Et aujourd’hui, de nombreuses inégalités demeurent. « On a beaucoup parlé de l’insertion des femmes dans les essais cliniques, observe Carine Favier. Pour le VIH, elles sont aujourd’hui 15 % et cela stagne, alors qu’on compte environ 30 % de femmes parmi les nouvelles contaminations et que ce chiffre est en constante augmentation. »

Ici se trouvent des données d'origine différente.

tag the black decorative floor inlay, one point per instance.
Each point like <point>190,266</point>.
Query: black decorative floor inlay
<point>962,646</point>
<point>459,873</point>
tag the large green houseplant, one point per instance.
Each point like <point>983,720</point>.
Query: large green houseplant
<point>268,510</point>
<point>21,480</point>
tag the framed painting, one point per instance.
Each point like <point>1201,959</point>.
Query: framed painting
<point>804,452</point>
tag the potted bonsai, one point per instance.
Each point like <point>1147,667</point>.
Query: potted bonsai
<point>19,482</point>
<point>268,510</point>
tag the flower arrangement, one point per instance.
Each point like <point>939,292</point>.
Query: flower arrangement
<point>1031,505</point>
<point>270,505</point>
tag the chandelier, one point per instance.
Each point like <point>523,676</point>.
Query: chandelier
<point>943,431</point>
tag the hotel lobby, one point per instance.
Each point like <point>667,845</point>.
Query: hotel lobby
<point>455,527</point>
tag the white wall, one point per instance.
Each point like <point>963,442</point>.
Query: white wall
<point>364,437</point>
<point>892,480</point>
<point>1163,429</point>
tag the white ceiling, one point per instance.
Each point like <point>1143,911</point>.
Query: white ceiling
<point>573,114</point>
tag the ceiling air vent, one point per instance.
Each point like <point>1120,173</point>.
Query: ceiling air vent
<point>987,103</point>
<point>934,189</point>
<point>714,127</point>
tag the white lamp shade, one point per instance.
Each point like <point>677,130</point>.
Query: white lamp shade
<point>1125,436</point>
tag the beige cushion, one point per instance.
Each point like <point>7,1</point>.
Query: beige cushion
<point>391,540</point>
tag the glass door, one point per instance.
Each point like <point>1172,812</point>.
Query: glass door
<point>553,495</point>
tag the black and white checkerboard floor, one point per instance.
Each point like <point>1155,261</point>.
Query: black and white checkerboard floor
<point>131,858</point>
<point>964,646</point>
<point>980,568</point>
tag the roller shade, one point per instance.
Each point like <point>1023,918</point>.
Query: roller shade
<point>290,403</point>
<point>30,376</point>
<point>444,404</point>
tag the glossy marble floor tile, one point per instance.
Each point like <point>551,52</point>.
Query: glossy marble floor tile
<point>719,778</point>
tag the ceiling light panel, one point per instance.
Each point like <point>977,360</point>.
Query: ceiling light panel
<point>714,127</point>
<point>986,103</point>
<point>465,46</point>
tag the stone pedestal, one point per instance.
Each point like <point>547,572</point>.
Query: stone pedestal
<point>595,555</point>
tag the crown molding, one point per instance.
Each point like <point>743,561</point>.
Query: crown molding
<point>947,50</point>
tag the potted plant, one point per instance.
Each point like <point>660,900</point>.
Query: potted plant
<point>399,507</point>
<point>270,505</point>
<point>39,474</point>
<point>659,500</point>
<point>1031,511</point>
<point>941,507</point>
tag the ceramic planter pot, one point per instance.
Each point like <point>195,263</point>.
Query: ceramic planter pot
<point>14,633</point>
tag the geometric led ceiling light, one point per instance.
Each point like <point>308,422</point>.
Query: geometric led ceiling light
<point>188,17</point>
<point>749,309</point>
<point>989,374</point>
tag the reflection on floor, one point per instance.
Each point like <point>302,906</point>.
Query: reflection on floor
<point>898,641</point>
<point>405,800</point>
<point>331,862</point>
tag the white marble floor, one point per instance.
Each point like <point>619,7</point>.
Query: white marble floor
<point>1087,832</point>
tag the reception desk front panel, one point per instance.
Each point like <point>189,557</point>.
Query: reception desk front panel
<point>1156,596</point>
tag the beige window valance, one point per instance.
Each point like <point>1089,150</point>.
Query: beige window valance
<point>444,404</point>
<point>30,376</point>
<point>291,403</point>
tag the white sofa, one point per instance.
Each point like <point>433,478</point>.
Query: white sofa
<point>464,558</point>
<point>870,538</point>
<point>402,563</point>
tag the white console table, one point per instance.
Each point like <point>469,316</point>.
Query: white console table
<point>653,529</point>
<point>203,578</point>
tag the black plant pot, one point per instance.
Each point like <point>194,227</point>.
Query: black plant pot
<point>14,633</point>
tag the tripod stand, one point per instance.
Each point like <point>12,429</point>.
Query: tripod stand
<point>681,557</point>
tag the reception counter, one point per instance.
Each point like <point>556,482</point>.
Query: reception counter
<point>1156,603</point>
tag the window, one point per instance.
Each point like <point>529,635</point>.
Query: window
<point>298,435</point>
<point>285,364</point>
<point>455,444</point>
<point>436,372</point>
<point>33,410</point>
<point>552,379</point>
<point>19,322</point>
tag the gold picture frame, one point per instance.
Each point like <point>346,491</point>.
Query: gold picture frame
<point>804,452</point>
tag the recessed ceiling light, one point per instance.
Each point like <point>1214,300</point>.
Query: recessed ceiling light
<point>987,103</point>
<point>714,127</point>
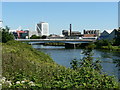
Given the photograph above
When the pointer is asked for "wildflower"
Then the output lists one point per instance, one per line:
(9, 82)
(3, 80)
(31, 83)
(22, 81)
(18, 82)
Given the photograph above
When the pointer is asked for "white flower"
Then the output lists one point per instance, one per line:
(18, 82)
(22, 81)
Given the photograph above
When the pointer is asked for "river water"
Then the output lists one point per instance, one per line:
(64, 56)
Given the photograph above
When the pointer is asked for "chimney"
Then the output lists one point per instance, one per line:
(70, 29)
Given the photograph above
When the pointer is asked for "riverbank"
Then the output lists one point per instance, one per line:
(22, 63)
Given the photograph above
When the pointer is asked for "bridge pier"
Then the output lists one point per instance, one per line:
(71, 45)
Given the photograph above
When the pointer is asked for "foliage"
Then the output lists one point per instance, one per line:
(35, 37)
(21, 62)
(117, 39)
(6, 36)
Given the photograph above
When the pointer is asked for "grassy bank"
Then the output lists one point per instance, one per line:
(23, 65)
(112, 48)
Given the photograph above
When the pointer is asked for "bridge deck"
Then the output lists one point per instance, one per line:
(56, 40)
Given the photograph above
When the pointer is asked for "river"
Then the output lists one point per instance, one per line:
(64, 56)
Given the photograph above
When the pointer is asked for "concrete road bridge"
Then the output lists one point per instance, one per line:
(69, 43)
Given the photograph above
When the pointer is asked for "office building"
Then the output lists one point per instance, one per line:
(42, 28)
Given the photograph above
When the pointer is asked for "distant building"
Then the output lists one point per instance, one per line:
(66, 32)
(96, 32)
(42, 28)
(73, 33)
(20, 34)
(109, 34)
(89, 36)
(33, 33)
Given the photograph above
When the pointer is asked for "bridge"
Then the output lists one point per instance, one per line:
(68, 42)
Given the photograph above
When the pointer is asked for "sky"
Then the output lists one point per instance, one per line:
(59, 15)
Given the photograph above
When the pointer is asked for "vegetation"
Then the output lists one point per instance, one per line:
(25, 67)
(6, 36)
(38, 37)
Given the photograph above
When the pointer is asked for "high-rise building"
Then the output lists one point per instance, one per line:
(1, 24)
(42, 28)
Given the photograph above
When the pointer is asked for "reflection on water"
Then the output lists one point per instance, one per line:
(64, 56)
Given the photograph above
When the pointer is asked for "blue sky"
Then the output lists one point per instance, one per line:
(82, 15)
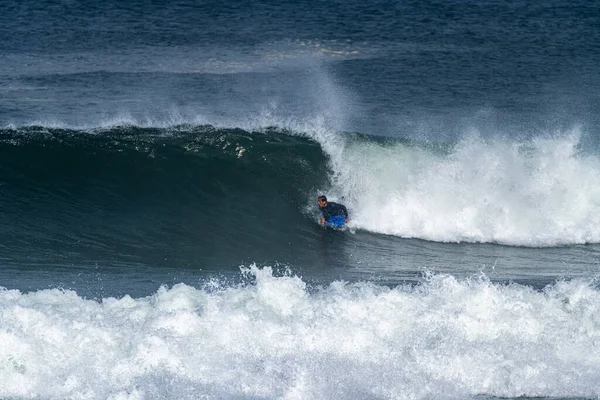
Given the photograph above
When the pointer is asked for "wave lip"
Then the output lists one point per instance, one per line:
(538, 192)
(274, 337)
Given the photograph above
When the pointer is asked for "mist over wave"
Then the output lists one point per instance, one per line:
(276, 337)
(540, 191)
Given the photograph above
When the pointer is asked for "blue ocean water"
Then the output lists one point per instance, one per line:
(159, 168)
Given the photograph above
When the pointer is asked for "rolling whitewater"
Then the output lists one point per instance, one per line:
(159, 172)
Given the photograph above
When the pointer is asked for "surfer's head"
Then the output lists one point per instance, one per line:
(322, 201)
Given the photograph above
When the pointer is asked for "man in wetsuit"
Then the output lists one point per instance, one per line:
(334, 214)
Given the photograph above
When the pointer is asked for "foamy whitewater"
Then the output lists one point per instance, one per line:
(275, 337)
(159, 168)
(540, 192)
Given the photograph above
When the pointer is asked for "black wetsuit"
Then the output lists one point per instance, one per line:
(334, 210)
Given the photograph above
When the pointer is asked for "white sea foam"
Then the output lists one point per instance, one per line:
(274, 338)
(541, 192)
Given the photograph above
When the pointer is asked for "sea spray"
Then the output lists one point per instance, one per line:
(275, 337)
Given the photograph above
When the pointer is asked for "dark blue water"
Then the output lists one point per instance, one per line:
(148, 144)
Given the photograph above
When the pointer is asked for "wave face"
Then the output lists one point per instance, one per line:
(276, 337)
(137, 182)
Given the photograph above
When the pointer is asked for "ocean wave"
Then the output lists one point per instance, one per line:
(276, 337)
(536, 192)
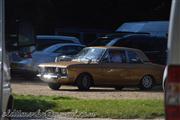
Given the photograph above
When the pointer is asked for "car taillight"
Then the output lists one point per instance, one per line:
(172, 93)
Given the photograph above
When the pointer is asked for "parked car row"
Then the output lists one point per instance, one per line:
(118, 60)
(116, 67)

L’une des préoccupations actuelles du collectif concerne la prophylaxie pré-exposition (Prep), un traitement actuellement proposé surtout aux homosexuels masculins. « Nous aimerions que la prévention soit axée sur les situations plutôt que sur les groupes auxquels les personnes appartiennent », explique l’infectiologue. En effet, de nombreuses femmes, engagées dans des échanges économico-sexuels pour survivre ou directement dans la prostitution, ne sont pas toujours en position de décider de l’usage du préservatif. « Et comme elles se sont montrées moins observantes dans les essais thérapeutiques sur la Prep, du coup, on ne leur propose pas, poursuit Carine Favier. Il reste donc à faire un vrai travail de sensibilisation pour que les femmes se sentent concernées et que la prévention soit proposée en fonction des situations à risques que l’on peut rencontrer. »

1- Le Collectif interassociatif femmes et VIH a évolué au fil des ans. Aujourd’hui, il réunit Act Up, le Planning familial, Sida info service, Médecins du monde, Aides, Frisse, Ikambéré, LFMR et Marie-Madeleine.

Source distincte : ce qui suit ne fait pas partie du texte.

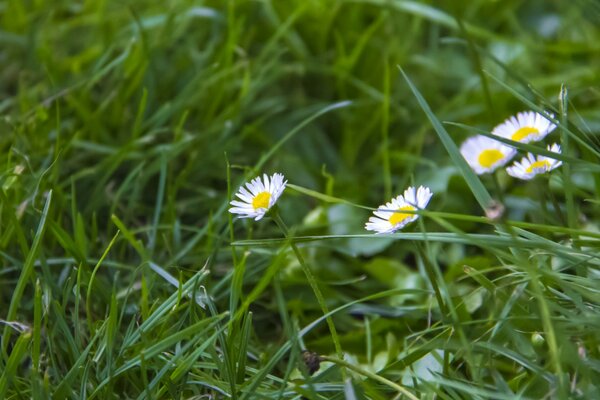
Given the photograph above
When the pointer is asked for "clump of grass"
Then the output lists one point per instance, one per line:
(127, 128)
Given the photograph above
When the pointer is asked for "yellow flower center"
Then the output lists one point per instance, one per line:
(398, 216)
(538, 164)
(524, 132)
(261, 200)
(489, 157)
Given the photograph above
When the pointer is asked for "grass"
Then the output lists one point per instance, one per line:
(126, 127)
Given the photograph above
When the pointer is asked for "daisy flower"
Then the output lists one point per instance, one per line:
(525, 127)
(484, 154)
(390, 217)
(258, 196)
(531, 165)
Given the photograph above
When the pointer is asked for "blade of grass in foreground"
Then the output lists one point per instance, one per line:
(479, 191)
(26, 272)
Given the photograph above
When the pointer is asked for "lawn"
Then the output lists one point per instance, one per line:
(128, 127)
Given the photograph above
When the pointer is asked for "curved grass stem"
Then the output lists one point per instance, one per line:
(312, 281)
(371, 375)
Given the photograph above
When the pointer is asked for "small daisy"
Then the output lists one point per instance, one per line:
(531, 165)
(258, 196)
(390, 217)
(525, 127)
(484, 154)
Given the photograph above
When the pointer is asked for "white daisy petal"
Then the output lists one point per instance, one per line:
(527, 127)
(258, 196)
(532, 165)
(484, 154)
(391, 217)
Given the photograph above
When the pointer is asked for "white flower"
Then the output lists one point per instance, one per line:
(484, 154)
(390, 217)
(531, 165)
(258, 196)
(525, 127)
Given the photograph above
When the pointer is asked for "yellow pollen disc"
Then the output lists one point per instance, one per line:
(524, 132)
(398, 216)
(538, 164)
(489, 157)
(261, 200)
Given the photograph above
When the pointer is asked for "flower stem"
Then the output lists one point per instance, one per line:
(312, 281)
(371, 375)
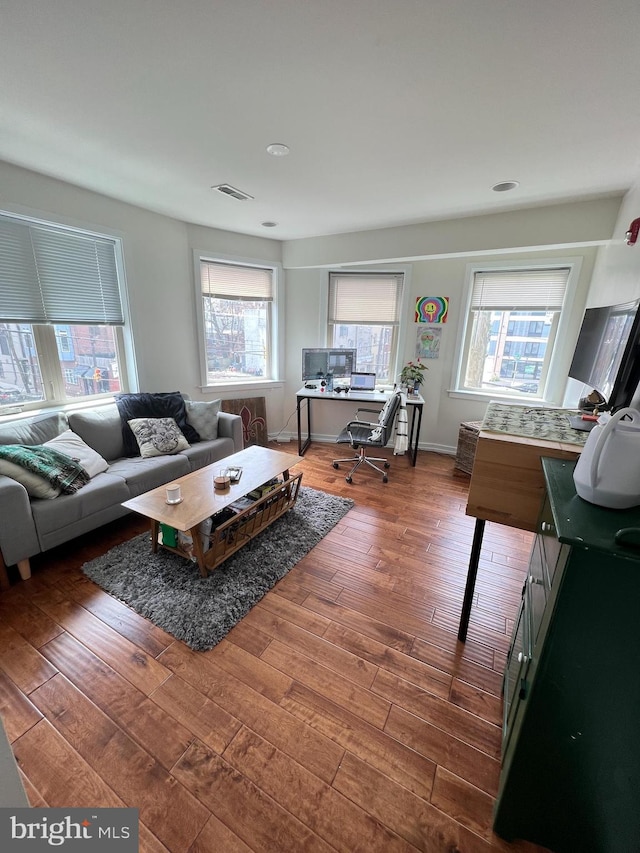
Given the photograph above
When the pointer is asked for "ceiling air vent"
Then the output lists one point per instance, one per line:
(227, 189)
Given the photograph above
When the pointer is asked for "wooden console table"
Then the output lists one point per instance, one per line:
(507, 486)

2- Burch L. et al. « Is the gender difference in viral load response to ART narrowing over time  » 15th European Aids Conference, Barcelona, abstract PS6/3, 2015.

3- L’enquête ANRS-Vespa a pour objectif de décrire de façon précise la vie des personnes séro-positives en France métropolitaine, aux Antilles et en Guyane depuis l’avènement des traitements contre l’infection VIH.

APPLICATION

Tavie-Femme 100 % féminine

La Chaire de recherche sur les nouvelles pratiques de soins infirmiers de la Faculté des sciences infirmières de l’Université de Montréal (Canada) vient de développer une application pour tablettes et smartphones afin d’accompagner les femmes dans la gestion de leur traitement antirétroviral. Tavie-Femme est dérivée d’une application non genrée (VIH-Tavie) et inclut plusieurs modules sur écran en lien avec la contraception, la grossesse, l’annonce de la maladie aux enfants, le déni et doit permettre de lever les barrières à l’adhésion au traitement.